Cincinnati, OH – Today in ACLU v. Grayson County, Kentucky, the Sixth Circuit Court of Appeals has ruled in favor of a display including the Ten Commandments in Leitchfield, KY, on the second floor of Grayson County’s courthouse. The display is entitled “Foundations of American Law and Government” and includes the Ten Commandments, Magna Carta, Mayflower Compact, Declaration of Independence, Bill of Rights, Preamble to the Kentucky Constitution, Star-Spangled Banner, National Motto, and a picture of Lady Justice, with an explanation of the significance of each. The purpose of the display is educational and is intended to reflect a sampling of documents that played a significant role in the development of the legal and governmental system of the United States.

Mathew Staver, Founder of Liberty Counsel and Dean of Liberty University School of Law, presented the winning oral argument on behalf of Grayson County in April 2009. The case began in 2002 when the ACLU filed a lawsuit against Grayson County, and a federal judge ruled against the display. The display is identical to the displays at issue in the ACLU’s lawsuits against McCreary and Pulaski Counties in Kentucky, which Staver argued at the U.S. Supreme Court in 2005.

In 2005, this same Sixth Circuit Court of Appeals upheld the same Ten Commandments display in Mercer County, KY, which Liberty Counsel also defended. The Sixth Circuit governs Kentucky, Ohio, Tennessee and Michigan. Notwithstanding this identical and controlling precedent, the federal judge entered a permanent injunction against the Grayson County display. Today’s decision reversed and upheld the display. Since 2005, when Staver argued in favor of the same Foundations Display for McCreary and Pulaski Counties, four federal courts of appeal, including the decision today, have upheld the Ten Commandments. Three of these four involve the same Foundations Display and have been represented by Liberty Counsel. Since 2005, every federal court of appeals which has addressed Ten Commandments displays has upheld them. The ACLU has not won a Ten Commandments case at the court of appeals level since 2005.

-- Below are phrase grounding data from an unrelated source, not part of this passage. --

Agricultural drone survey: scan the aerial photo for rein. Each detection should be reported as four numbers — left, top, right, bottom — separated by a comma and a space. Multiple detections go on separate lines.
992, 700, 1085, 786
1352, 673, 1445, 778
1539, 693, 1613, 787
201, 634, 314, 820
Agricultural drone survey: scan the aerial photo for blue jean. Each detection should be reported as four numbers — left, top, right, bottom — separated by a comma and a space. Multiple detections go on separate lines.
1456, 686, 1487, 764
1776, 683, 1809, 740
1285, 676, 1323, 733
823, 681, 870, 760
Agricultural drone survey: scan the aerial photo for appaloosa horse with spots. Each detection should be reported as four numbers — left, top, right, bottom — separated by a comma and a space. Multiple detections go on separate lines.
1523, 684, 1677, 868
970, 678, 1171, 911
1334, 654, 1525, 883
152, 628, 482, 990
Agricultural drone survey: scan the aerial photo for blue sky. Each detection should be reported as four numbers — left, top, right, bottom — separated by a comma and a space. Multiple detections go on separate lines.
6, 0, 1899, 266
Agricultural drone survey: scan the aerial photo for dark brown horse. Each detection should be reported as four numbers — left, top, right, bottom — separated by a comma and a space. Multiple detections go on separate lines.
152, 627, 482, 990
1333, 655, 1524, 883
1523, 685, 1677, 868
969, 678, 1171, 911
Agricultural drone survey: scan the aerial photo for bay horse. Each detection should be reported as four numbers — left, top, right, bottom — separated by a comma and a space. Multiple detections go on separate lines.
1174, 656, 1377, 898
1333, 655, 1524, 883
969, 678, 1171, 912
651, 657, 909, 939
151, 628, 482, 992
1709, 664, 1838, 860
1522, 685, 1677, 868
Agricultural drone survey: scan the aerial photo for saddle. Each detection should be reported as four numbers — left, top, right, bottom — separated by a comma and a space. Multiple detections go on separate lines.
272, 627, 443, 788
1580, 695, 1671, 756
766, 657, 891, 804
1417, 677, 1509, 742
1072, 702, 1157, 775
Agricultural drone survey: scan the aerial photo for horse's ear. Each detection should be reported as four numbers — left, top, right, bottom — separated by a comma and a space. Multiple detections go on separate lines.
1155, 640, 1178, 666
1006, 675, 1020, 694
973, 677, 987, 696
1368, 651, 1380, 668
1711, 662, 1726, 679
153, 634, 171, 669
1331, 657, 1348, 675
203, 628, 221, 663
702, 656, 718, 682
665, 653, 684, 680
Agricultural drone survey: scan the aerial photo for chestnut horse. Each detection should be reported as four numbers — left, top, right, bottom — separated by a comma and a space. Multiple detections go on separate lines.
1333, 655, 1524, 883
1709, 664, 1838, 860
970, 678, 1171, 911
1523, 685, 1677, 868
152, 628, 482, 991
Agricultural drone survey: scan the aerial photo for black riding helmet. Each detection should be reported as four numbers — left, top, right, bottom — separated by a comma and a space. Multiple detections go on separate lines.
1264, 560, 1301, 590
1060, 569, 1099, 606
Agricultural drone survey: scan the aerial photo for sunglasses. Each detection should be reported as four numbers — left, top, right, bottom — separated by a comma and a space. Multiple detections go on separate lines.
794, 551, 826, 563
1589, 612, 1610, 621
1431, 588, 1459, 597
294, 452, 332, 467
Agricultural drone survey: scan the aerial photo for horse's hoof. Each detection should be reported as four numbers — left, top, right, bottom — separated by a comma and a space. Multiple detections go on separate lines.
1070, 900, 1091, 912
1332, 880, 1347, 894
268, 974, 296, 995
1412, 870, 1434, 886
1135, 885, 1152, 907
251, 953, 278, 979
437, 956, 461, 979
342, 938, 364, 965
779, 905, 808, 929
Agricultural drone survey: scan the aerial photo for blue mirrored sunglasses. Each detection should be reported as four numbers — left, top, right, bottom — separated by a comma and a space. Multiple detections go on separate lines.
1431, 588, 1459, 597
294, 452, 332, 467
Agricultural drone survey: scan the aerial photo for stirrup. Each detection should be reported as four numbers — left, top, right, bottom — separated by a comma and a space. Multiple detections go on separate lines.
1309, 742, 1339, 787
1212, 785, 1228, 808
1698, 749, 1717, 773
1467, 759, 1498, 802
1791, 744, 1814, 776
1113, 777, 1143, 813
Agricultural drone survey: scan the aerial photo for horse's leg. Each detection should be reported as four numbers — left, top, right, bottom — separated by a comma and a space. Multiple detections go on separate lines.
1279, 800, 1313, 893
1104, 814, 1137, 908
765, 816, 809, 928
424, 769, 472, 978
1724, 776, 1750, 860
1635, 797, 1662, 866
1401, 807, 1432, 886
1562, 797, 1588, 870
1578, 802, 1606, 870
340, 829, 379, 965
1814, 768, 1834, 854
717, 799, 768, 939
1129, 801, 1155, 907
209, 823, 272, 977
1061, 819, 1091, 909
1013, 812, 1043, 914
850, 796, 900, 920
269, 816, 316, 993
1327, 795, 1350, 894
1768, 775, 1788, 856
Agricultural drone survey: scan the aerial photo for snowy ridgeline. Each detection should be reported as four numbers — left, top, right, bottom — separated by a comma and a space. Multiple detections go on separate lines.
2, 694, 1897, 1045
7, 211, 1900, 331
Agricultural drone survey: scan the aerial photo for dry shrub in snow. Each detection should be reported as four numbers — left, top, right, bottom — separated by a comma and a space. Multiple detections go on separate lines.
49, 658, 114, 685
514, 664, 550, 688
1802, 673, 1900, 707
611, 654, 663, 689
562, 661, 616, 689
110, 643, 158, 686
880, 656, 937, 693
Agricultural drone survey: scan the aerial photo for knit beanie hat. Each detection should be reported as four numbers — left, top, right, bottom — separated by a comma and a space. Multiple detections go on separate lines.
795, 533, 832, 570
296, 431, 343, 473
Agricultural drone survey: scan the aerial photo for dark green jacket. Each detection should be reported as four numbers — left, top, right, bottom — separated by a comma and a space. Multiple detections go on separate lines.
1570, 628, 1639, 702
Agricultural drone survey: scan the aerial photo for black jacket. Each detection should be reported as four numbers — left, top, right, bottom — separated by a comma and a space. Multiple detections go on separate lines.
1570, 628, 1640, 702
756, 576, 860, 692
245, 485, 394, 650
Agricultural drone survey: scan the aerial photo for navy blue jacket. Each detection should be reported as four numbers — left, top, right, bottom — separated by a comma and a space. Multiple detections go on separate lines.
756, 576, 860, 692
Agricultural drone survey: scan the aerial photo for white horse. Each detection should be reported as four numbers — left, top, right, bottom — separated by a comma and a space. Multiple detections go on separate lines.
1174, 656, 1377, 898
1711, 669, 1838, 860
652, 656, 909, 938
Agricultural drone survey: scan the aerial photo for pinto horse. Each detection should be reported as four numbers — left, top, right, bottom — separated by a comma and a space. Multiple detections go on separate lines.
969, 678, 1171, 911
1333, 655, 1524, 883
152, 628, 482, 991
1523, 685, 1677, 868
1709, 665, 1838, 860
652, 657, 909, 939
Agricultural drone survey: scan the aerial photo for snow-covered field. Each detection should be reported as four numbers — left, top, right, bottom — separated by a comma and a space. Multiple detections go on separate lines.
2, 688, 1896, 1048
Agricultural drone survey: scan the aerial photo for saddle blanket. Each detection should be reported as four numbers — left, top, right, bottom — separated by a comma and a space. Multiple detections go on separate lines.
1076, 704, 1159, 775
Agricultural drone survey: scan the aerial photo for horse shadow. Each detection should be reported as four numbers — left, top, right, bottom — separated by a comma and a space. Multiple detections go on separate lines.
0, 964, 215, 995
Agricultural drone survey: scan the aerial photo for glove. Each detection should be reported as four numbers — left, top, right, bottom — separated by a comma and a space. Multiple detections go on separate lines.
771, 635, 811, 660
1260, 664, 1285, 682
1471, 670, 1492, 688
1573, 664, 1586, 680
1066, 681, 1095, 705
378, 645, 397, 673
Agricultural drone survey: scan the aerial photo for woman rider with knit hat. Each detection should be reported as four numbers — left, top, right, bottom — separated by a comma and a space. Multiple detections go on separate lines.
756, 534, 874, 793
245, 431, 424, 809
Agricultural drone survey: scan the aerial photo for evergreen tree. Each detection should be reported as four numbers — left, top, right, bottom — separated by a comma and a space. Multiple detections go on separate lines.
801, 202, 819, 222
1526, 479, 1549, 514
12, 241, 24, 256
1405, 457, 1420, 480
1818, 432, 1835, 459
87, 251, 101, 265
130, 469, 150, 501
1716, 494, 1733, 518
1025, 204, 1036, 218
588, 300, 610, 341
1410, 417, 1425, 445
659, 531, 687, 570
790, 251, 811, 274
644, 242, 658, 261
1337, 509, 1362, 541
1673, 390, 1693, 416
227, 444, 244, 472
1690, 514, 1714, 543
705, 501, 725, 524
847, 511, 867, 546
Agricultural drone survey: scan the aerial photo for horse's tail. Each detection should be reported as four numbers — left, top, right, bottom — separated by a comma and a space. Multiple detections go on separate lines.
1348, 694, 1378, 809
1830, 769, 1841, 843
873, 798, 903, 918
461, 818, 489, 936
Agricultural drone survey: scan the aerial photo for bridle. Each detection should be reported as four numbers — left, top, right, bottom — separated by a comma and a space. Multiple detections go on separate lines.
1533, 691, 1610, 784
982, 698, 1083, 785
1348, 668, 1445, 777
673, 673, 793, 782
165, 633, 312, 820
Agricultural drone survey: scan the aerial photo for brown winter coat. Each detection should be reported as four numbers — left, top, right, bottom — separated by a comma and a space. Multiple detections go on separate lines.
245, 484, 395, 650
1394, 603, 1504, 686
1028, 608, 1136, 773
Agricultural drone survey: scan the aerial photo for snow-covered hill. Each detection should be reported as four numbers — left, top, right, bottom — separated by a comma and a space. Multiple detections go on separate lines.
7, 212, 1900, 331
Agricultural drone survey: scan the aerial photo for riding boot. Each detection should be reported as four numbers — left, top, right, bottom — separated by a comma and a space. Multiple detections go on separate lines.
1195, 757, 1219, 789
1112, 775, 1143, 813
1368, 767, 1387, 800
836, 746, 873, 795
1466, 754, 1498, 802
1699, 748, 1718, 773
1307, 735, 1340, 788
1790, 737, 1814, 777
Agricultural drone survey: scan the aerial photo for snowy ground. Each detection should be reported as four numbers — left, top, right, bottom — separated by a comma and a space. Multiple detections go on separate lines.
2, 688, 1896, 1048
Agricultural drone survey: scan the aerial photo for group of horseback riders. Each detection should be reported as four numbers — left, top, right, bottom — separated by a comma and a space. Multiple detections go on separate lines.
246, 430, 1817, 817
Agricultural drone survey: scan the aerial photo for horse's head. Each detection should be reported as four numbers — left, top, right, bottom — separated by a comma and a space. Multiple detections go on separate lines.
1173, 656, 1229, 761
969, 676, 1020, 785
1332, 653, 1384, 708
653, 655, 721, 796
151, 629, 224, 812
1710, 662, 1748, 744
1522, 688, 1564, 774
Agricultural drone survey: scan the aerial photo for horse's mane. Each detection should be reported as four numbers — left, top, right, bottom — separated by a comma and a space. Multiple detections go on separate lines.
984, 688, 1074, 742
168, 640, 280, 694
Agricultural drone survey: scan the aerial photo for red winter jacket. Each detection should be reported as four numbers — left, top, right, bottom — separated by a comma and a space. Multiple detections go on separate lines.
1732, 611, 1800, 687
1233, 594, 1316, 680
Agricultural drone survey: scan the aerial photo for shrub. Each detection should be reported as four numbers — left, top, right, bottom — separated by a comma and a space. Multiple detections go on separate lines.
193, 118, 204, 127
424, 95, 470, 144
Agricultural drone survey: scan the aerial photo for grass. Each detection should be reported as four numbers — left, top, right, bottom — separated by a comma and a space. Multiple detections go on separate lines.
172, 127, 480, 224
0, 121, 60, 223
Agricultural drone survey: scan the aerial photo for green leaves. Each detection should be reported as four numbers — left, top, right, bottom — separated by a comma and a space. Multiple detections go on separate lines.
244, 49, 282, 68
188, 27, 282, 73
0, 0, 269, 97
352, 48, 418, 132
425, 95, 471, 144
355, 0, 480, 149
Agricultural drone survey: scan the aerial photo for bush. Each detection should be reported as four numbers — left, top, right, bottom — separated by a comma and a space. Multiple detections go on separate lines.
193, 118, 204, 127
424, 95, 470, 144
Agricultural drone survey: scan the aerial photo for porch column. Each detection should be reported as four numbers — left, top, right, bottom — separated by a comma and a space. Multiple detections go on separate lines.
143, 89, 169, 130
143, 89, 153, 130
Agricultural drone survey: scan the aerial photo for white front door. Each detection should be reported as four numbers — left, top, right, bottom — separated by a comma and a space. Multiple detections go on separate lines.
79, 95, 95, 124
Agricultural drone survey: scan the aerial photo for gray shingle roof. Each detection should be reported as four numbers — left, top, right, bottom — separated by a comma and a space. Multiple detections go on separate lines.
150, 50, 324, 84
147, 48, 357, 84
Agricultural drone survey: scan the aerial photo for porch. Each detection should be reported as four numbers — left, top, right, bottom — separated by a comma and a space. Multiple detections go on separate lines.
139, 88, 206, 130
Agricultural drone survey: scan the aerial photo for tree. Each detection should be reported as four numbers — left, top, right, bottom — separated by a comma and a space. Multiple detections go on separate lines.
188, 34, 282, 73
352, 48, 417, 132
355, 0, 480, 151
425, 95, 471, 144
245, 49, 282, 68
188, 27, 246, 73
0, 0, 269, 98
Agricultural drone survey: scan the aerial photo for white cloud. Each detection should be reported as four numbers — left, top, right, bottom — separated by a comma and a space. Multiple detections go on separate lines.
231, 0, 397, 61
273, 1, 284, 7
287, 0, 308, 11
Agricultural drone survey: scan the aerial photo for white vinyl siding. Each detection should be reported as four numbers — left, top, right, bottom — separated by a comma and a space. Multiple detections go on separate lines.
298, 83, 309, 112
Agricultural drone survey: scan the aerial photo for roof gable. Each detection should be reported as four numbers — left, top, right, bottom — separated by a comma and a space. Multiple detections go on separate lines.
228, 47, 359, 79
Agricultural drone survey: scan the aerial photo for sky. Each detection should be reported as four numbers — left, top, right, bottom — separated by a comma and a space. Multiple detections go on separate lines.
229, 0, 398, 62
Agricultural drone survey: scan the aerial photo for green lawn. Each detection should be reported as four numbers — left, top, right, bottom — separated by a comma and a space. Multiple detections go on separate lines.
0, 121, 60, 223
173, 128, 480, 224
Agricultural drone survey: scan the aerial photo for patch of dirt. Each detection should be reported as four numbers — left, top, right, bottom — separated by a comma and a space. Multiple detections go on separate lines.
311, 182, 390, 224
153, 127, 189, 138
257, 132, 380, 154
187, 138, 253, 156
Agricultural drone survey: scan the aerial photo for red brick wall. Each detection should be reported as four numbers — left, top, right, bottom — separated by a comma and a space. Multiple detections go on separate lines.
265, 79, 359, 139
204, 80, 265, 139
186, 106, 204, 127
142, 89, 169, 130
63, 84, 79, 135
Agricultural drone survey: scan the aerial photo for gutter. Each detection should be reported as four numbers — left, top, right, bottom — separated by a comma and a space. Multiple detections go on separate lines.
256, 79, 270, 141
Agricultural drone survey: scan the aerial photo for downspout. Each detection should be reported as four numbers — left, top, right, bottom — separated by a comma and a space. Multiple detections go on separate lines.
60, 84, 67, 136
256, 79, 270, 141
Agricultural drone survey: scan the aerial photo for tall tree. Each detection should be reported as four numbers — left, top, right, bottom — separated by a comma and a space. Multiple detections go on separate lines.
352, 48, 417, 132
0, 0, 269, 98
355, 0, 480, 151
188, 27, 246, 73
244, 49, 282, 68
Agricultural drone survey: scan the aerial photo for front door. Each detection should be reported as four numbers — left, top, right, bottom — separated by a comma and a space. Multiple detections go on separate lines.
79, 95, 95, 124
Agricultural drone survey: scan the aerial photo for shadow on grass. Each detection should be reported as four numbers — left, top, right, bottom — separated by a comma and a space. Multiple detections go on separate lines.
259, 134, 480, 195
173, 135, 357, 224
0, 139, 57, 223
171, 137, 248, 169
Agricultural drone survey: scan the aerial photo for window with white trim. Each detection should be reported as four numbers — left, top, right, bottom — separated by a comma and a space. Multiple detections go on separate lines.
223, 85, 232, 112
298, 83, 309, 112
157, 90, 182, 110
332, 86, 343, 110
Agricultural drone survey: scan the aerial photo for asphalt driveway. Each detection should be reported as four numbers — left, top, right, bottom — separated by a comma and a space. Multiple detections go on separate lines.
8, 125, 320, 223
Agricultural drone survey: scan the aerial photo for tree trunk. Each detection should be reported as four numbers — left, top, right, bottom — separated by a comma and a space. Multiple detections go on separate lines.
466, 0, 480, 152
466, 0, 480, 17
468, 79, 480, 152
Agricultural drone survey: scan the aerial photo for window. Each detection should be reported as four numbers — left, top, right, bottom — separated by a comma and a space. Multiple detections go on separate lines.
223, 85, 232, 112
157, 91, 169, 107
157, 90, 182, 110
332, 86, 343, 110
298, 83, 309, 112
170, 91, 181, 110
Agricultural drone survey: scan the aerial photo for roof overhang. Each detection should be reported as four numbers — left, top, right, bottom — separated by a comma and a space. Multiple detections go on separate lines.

Commenting on the case, Staver said: “The Ten Commandments is as much at home in a display about the foundation of law as stars and stripes are to the American flag. The Ten Commandments are part of the fabric of our country and helped shape the law. It defies common sense to remove a recognized symbol of law from a court of law. The ACLU might not like our history and might run from it, but the fact remains that the Ten Commandments shaped our laws and may be displayed in a court of law. I am sure the ACLU will not ask the U.S. Supreme Court to review this case. The ACLU has been running from the Supreme Court since 2005 and has taken loss after loss on the Ten Commandments.”